The repositories are managed in a textual formatted file at gitolite-admin/conf/gitolite.conf. To add a repository named <username>/<repository>, just do the following.

#
$
$



$
$
su - gitadmin
cd gitolite-admin
echo "repo    <username>/<repository>
        RW+     =   gitadmin
        RW      =   <username>
        R       =   <read-only-user-for-instance>" >> conf/gitolite.conf
git commit -m "add <username>/<repository>" conf/gitolite.conf
git push

I prefer to prepend user name to the name of a repository to separate the name space but it is not mandatory. The <read-only-user-for-instance> user is intended to use to clone the repository from instances to deploy code.

Load Balancer

We use the nginx as the HTTP load balancer in this subcourse. It is managed by the apt package manager, so just do the following to install it.

$
sudo apt-get install nginx

I (personally) opt to forward the port number of the clients to instances because carrier grade NATs are widely deployed in these days. So, please add the following line (second line) to the /etc/nginx/proxy_params file.


+
proxy_set_header X-Real-IP $remote_addr;
proxy_set_header X-Real-Port $remote_port;

When I tested last year, I need to change the following configuration in the /etc/nginx/nginx.conf file.

-
+
# server_names_hash_bucket_size 64;
server_names_hash_bucket_size 64;

To start the nginx daemon, you can type:

#
service nginx start

When you reload the configuration without stopping the service you can use reload:

#
service nginx reload

Before going to the automation, let's begin with manual configuration. Provided that we host the foo.p10.exp.ci.i.u-tokyo.ac.jp domain name and direct to instance1.ip.address:80 (this should be IP address of the instance1) and instance2.ip.address:80, you need to first edit /etc/nginx/sites-available/foo.p10.exp.ci.i.u-tokyo.ac.jp as follows.

server {
        listen 80;
        server_name foo.p10.exp.ci.i.u-tokyo.ac.jp;
        location / {
                proxy_pass  http://lxc.foo.p10.exp.ci.i.u-tokyo.ac.jp;
                include /etc/nginx/proxy_params;
        }
}
upstream lxc.foo.p10.exp.ci.i.u-tokyo.ac.jp {
        server instance1.ip.address:80;
        server instance2.ip.address:80;
}

Then, link the file into the /etc/nginxsites-enabled directory (and reload the server, of course).

#
#
ln -s /etc/nginx/sites-available/foo.p10.exp.ci.i.u-tokyo.ac.jp /etc/nginx/sites-enabled/foo.p10.exp.ci.i.u-tokyo.ac.jp
service nginx reload

LXC instance

In the LXC instance, we need to install a web server. Install the nginx or other web servers such as Apache. There are so many documentations about this, so try to search how to do it. Upon the deployment, what the LXC instance should do is just to clone the contents of repository to the document root of your Web server.
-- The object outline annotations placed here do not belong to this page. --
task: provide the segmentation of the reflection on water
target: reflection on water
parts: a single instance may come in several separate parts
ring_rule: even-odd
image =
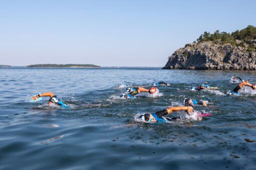
[[[253,168],[256,90],[226,94],[237,86],[229,82],[232,76],[255,84],[255,75],[151,68],[0,69],[0,169]],[[124,88],[148,88],[159,81],[171,86],[158,86],[153,96],[119,97]],[[189,90],[205,81],[218,88]],[[32,94],[47,92],[72,109],[49,105],[47,98],[28,102]],[[212,115],[170,124],[137,118],[182,106],[185,98],[209,98],[209,107],[195,110]]]

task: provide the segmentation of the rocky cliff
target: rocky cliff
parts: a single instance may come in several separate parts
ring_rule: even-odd
[[[187,44],[170,56],[163,68],[255,70],[256,52],[248,48],[252,45],[256,47],[256,40],[243,46],[211,41]]]

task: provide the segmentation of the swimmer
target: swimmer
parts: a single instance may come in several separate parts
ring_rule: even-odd
[[[38,94],[36,96],[33,96],[30,100],[36,100],[40,97],[50,97],[50,100],[48,100],[48,104],[54,104],[58,106],[60,106],[64,107],[69,107],[63,102],[61,101],[54,94],[51,92],[45,92],[42,94]]]
[[[127,88],[126,89],[126,92],[128,92],[127,94],[121,94],[121,98],[135,98],[136,96],[135,95],[139,94],[141,92],[148,92],[151,94],[153,94],[157,92],[157,88],[151,88],[146,89],[142,87],[134,88]]]
[[[200,105],[205,107],[207,106],[207,104],[210,102],[208,98],[200,100],[199,101],[192,100],[189,98],[185,98],[182,100],[182,102],[185,106],[193,106],[194,105]]]
[[[164,110],[157,112],[155,114],[145,114],[140,116],[140,118],[146,121],[146,122],[166,122],[167,121],[172,121],[177,118],[180,118],[180,117],[169,118],[163,117],[164,116],[171,114],[174,112],[185,110],[186,114],[190,116],[194,112],[193,107],[188,106],[176,106],[171,108],[165,109]]]
[[[242,80],[241,78],[238,77],[238,76],[232,76],[232,78],[230,78],[230,82],[243,82],[243,80]]]
[[[235,87],[235,88],[231,92],[229,92],[227,95],[240,95],[240,94],[238,93],[238,90],[241,89],[243,86],[248,86],[249,87],[251,88],[253,90],[256,90],[256,84],[251,84],[248,82],[247,80],[243,82],[241,82],[240,84],[238,84],[237,86]]]
[[[170,86],[170,84],[169,84],[166,83],[166,82],[158,82],[154,83],[153,84],[154,86],[161,86],[161,85],[163,85],[163,86]]]
[[[201,90],[209,89],[209,90],[215,90],[218,88],[210,88],[207,84],[207,82],[205,82],[204,84],[202,84],[197,88],[191,87],[190,90],[191,91],[199,91]]]

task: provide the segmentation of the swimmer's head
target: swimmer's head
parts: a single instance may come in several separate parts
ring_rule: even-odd
[[[157,88],[150,88],[149,90],[149,92],[151,94],[153,94],[157,92]]]
[[[189,104],[191,100],[191,99],[190,98],[185,98],[182,100],[182,102],[184,105]]]
[[[58,105],[61,106],[67,106],[62,101],[59,101],[57,102]]]
[[[195,90],[195,88],[191,87],[190,88],[190,90],[192,90],[192,91],[194,90]]]
[[[146,122],[149,122],[150,119],[150,116],[151,114],[143,114],[140,116],[140,118]]]
[[[121,98],[127,98],[127,94],[121,94],[121,96],[120,96],[120,97]]]

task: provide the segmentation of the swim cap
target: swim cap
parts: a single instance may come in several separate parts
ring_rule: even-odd
[[[140,118],[145,120],[146,122],[148,122],[150,118],[150,114],[142,114],[140,116]]]
[[[191,100],[191,98],[185,98],[182,100],[182,102],[183,104],[189,104],[189,101]]]
[[[51,100],[52,100],[54,102],[59,102],[59,99],[58,98],[57,98],[57,97],[55,97],[55,96],[54,96],[53,97]]]
[[[61,106],[67,106],[62,101],[59,101],[58,102],[58,105]]]
[[[150,88],[149,90],[149,92],[151,94],[153,94],[157,92],[157,88]]]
Towards Automated Control: Hook the git push event at the repository

The steps described above can be manually done. To automate this, the event of git push to a repository must be notified to the PaaS. In the git, an event handler script named post-update is called after the push to the repository. So, you can place a script to /home/git/repositories/<username>/<repository>.git/hooks/post-update in the repository server. Note that the it must have the executable permission (chown git <file> chmod +x <file>). An example of the event handler script is shown in the following.

## Only master branch is the target
BRANCH=$(git rev-parse --symbolic --abbrev-ref $1)
if [ "$BRANCH" != "master" ];
then
        echo -n "No active hook for this branch."
        exit
fi

/path/to/event/handler.sh username repository any-other arguments

Next Step: Towards PaaS

In the previous section, you understand each component of PaaS. The next steo is automation for static pages. I hope you to proceed to support a Web framework, Ruby on Rails, with a backend database server as the data store.